Le besoin inhérent des enfants d’être acceptés par les personnes qui les entourent, leur rythme étonnant de développement et leur acceptation des choses dans leur sens propre démontrent qu’ils intègrent tout et sont extrêmement naturels. Les jeunes enfants n’ont pas une petite voix dans leur tête qui leur dit ‘est ce que si, je dois, je ne devrais pas, si je fais cela, ceci se passera…’, ils acceptent donc simplement ce qui se passent autour d’eux telles que les choses sont. Ils n’ont d’autres points de comparaison.
Il y a deux modèles de langage qui peuvent avoir une influence importante sur l’enfant. Le premier est ‘ne fais pas cela ou xxx arrivera’ et le deuxième parle du comportement de l’enfant et non de l’identité de l’enfant.
Le premier modèle, qui est très courant et qui a souvent un effet contraire, est d’utiliser ‘ne pas faire xxx’, particulièrement quand il est suivi de ‘ou yyy arrivera’. Le cerveau des enfants prend tout mot à mot et comprend les mots au sens propre du terme. Notre cerveau n’est pas capable de ne ‘PAS’ faire quelque chose : nous devons le faire pour de vrai mentalement avant de nous dire de ‘NE PAS’ le faire. Laissez-moi vous donner un exemple. Si quelque disait ‘ne pensez pas à un éléphant rose, ce qui se produit est que vous devez penser à un, pour ne pas le faire. Ou si je dis ‘Le chat est en train de poursuivre le chien’. La même chose se produit. Donc en disant à un enfant, ‘ne touche pas à cela’, ‘ne tombe pas par terre’ ou ‘ne renverse pas ton verre’, ils doivent tout d’abord avoir une image de toucher, tomber, renverser. Cela leur donne alors vraiment l’idée ou la suggestion de faire exactement ce que vous leur dites de ne pas faire. En faisant des suggestions de manière positive, en leur disant ce que vous voulez, vous avez beaucoup plus de chances d’obtenir le résultat désiré. Comme par exemple ‘garde ton verre droit, tiens toi bien, garde tes doigts éloignés de la porte’. Vous leur dites ce que vous attendez d’eux pour qu’ils réussissent et donc vous leur donnez une image de réussite plutôt que d’échec.
Le second modèle agit plus en profondeur. Les parents grondent souvent les enfants en attaquant leur identité : ‘tu es un mauvais garçon’, ‘tu es une vilaine fille’, ‘Tu es bête ou quoi ?’. L’enfant comprend cela au sens propre et se sent comme une personne mauvaise, vilaine, stupide… Ces sentiments lui vont perdre la confiance et l’estime de lui même. Les enfants ont bien sûr besoin de savoir ce qui est bon ou mauvais pour chaque circonstance, comme courir autour d’un restaurant n’est pas bien, mais qu’ils peuvent courir autour d’une aire de jeux. Il est donc important que vous fassiez comprendre à votre enfant qu’un comportement est inapproprié. Plutôt que de dire ‘tu es vraiment un méchant garçon dites ‘courir autour d’un restaurant est vilain’. Ainsi ils seront ce qui est bon et ce qui est mauvais sans qu’ils se sentent mauvais.

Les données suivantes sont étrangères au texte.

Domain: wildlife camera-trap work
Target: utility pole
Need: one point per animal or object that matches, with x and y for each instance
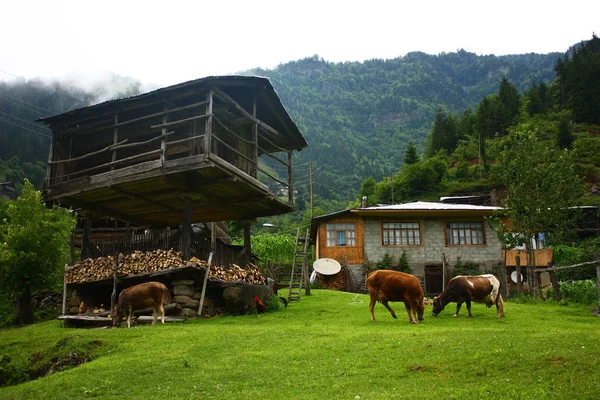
(311, 190)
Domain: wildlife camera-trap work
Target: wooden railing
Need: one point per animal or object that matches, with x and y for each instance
(215, 138)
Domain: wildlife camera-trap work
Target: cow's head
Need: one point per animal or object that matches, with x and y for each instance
(420, 310)
(438, 306)
(117, 316)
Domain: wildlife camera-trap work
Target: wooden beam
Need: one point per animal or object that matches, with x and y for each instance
(208, 125)
(186, 230)
(224, 96)
(139, 197)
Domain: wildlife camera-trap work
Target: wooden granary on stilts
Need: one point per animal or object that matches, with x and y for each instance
(164, 161)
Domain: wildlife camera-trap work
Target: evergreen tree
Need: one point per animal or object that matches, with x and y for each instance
(578, 79)
(410, 155)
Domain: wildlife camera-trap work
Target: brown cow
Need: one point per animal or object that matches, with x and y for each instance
(138, 297)
(464, 289)
(386, 285)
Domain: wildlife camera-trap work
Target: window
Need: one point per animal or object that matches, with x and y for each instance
(341, 235)
(464, 233)
(400, 233)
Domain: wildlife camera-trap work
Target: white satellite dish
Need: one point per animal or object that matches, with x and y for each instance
(327, 266)
(513, 277)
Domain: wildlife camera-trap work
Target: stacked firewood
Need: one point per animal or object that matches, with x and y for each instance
(333, 282)
(251, 274)
(92, 269)
(151, 261)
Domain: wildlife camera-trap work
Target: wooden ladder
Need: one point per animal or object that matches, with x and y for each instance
(299, 266)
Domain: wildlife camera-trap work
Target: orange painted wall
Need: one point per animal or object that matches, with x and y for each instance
(353, 254)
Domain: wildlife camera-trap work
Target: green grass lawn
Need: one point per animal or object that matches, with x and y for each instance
(324, 347)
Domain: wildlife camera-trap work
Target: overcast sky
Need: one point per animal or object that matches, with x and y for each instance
(167, 42)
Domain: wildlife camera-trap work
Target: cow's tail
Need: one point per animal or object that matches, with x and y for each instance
(167, 299)
(499, 306)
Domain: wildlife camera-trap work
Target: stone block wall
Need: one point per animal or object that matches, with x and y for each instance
(433, 246)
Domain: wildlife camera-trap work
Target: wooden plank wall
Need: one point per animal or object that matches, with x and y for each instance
(352, 254)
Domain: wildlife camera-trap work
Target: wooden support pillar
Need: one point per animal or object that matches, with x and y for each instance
(555, 284)
(85, 241)
(291, 177)
(519, 283)
(255, 140)
(247, 243)
(208, 125)
(186, 230)
(115, 141)
(47, 182)
(64, 304)
(163, 142)
(598, 277)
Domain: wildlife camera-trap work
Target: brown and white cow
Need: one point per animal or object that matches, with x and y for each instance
(148, 294)
(464, 289)
(386, 285)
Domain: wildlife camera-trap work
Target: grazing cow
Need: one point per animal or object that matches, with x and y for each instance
(464, 289)
(385, 285)
(148, 294)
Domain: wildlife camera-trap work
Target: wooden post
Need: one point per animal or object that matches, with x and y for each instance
(247, 243)
(291, 177)
(206, 273)
(208, 125)
(255, 139)
(555, 285)
(49, 165)
(519, 284)
(115, 141)
(64, 304)
(163, 142)
(113, 297)
(186, 230)
(598, 278)
(85, 241)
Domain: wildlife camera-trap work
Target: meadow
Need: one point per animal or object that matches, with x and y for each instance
(324, 347)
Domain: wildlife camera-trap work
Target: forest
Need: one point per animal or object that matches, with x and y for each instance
(414, 127)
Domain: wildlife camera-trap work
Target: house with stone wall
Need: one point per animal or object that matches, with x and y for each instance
(433, 236)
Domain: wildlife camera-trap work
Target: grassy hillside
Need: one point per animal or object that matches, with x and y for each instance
(324, 347)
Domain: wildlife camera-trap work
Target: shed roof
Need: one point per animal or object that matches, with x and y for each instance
(236, 85)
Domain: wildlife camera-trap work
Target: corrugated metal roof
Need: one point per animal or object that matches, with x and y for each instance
(425, 205)
(226, 80)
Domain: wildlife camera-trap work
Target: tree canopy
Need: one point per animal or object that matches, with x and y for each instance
(34, 247)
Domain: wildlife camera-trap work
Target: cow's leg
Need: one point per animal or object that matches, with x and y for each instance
(154, 315)
(161, 308)
(390, 309)
(372, 306)
(458, 305)
(412, 313)
(499, 306)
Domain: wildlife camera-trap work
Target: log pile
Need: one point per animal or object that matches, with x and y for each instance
(251, 274)
(333, 282)
(151, 261)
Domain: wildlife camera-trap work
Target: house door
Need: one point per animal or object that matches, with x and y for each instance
(434, 278)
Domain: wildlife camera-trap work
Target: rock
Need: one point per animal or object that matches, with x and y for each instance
(240, 299)
(189, 313)
(185, 282)
(183, 290)
(186, 302)
(197, 294)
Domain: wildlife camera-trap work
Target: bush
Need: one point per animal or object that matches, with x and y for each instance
(580, 292)
(574, 254)
(466, 267)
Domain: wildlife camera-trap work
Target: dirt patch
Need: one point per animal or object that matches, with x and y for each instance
(39, 364)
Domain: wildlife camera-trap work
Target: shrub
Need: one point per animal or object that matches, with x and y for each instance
(580, 292)
(466, 267)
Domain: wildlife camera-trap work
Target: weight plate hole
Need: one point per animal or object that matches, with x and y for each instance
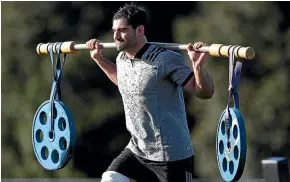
(225, 164)
(39, 136)
(44, 153)
(62, 143)
(50, 134)
(230, 123)
(223, 127)
(54, 156)
(61, 124)
(235, 132)
(43, 118)
(54, 112)
(231, 167)
(228, 144)
(221, 147)
(236, 152)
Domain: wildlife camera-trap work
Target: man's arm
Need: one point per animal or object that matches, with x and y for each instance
(108, 68)
(201, 83)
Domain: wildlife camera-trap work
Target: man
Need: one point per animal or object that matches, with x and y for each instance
(150, 80)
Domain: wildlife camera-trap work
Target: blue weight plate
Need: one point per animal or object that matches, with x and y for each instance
(231, 147)
(53, 154)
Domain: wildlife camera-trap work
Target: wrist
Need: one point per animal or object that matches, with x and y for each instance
(99, 59)
(197, 67)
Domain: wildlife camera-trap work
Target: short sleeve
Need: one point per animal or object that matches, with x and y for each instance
(176, 69)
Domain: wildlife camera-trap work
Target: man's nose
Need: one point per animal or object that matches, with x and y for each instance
(116, 35)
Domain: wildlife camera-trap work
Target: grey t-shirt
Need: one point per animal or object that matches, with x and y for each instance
(151, 89)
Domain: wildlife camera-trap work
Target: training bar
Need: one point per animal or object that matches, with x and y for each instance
(218, 50)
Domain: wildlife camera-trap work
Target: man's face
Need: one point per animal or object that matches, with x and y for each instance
(124, 34)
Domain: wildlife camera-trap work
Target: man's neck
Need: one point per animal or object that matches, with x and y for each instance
(132, 53)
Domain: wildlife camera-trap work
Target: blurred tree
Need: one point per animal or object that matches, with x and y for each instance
(263, 86)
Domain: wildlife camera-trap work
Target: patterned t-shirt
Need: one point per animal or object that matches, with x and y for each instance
(151, 89)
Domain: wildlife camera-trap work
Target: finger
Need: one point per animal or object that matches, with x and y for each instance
(203, 57)
(92, 44)
(189, 47)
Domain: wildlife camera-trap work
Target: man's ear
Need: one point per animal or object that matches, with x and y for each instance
(140, 30)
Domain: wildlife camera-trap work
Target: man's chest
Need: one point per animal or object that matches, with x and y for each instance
(137, 76)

C’est donc ici votre défi. Pendant la semaine, pensez à la façon dont vous parlez à votre enfant. Ecoutez-vous. Quand vous vous surprenez en train de lui faire une suggestion négative, réfléchissez aux différentes façons de le dire pour obtenir le résultat voulu. Si vous le faites encore et encore, vous verrez que vous commencerez vraiment à percevoir ses actes et son comportement d’une manière différente. Vous les verrez commencer à réussir plutôt qu’à les voir échouer. Plus vous les verrez réussir et plus vous trouverez qu’ils réussissent.
Les bébés et les tout petits sont comme des éponges. Ils absorbent tout se qui se passe autour d’eux. Leurs petits cerveaux se développent plus rapidement que jamais. C’est à ce moment là que leur façon de s’exprimer et de penser se crée et prend place. Quel meilleur cadeau pouvez-vous leur donner qu’une manière de penser positive, la confiance en eux et de croire qu’ils peuvent réussir tout ce qui leur tient à cœur. Vous pensez que c’est peut être un peu trop, car vous êtes seulement en train de parler à un bébé. Ce n’est pas le cas. Nous parlons de créer un modèle et une façon de penser qui resteront en eux pour le reste de leur vie et pour la vie de leurs enfants.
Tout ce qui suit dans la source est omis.